The Tenth Circuit stated that the SEC overplayed their hand in its congressional deference argument. Nowhere in the legislative record was there a discussion of the Appointments Clause or a specific congressional determination that ALJs should be classified as employees. "However 'carefully devised' the ALJ system may be generally and the SEC ALJ program particularly, that should not excuse failure to comply with the Appointments Clause," stated the court.

Although not cited by the Tenth Circuit majority, a 2007 Justice Department memorandum appears to support the court’s conclusion on congressional deference. A Memorandum Opinion for the General Counsels of the Executive Branch stated that “it is not within Congress’s power to exempt federal instrumentalities from the Constitution’s structural requirements, such as the Appointments Clause ... the 'methods of appointment' the Appointments Clause specifies 'are exclusive.'”

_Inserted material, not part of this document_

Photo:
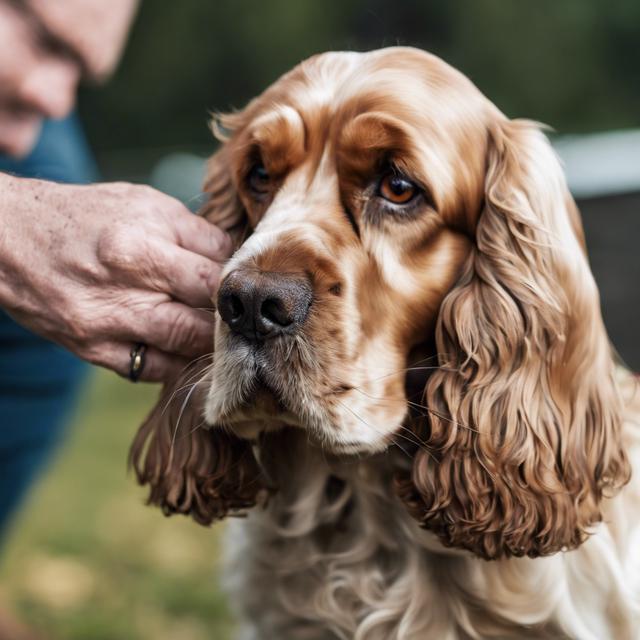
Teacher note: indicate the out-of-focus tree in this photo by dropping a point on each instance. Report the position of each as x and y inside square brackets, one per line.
[573, 64]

The court’s decision comes in the context of increasing criticism of the SEC’s administrative enforcement regime. Critics see the administrative proceedings as an unfair “home court” advantage for the Commission. The existence of a friendly home court can be hard to dispute when the Enforcement Division regularly racks up a higher winning percentage in its ALJ cases than did Michael Jordan and the Chicago Bulls in 1996. The agency has increased its usage of administrative actions since the enactment of the Dodd-Frank Act, which expanded the authority of the SEC to obtain civil penalties against parties other than regulated securities industry entities.

On the surface, there is a relatively easy fix to the problem. The SEC can still comply with both the APA merit selection process and the Appointments Clause by having the Commissioners, rather than the Chief ALJ, make the hiring decisions. It would not impose a burden on the SEC’s time, given that the agency only employs five ALJs (unlike the Social Security Administration, with more than a thousand). Lurking beneath that surface, though, is the impact of a decision by the SEC to re-appoint its ALJs. The defense bar would likely see this as a tacit admission that the ALJ regime was constitutionally flawed. While it could be a boon to defense lawyers, and would provide a wealth of story subjects for securities bloggers, the possibility of challenges to hundreds of ALJ verdicts would be a logistical nightmare for the SEC.

The Tenth Circuit carefully tiptoed around the questions of retroactive impact and the constitutional infirmities of ALJs in other agencies. As the court stated:

We recognize that our holding potentially implicates other questions. But no other issues have been presented to us here, and we therefore cannot address them. Nothing in this opinion should be read to answer any but the precise question before this court: whether SEC ALJs are employees or inferior officers. Questions about officer removal, officer status of other agencies' ALJs, civil service protection, rulemaking, and retroactivity … are not issues on appeal and have not been briefed by the parties. Having answered the question before us, and thus resolved Mr. Bandimere's petition, we must leave for another day any other putative consequences of that conclusion.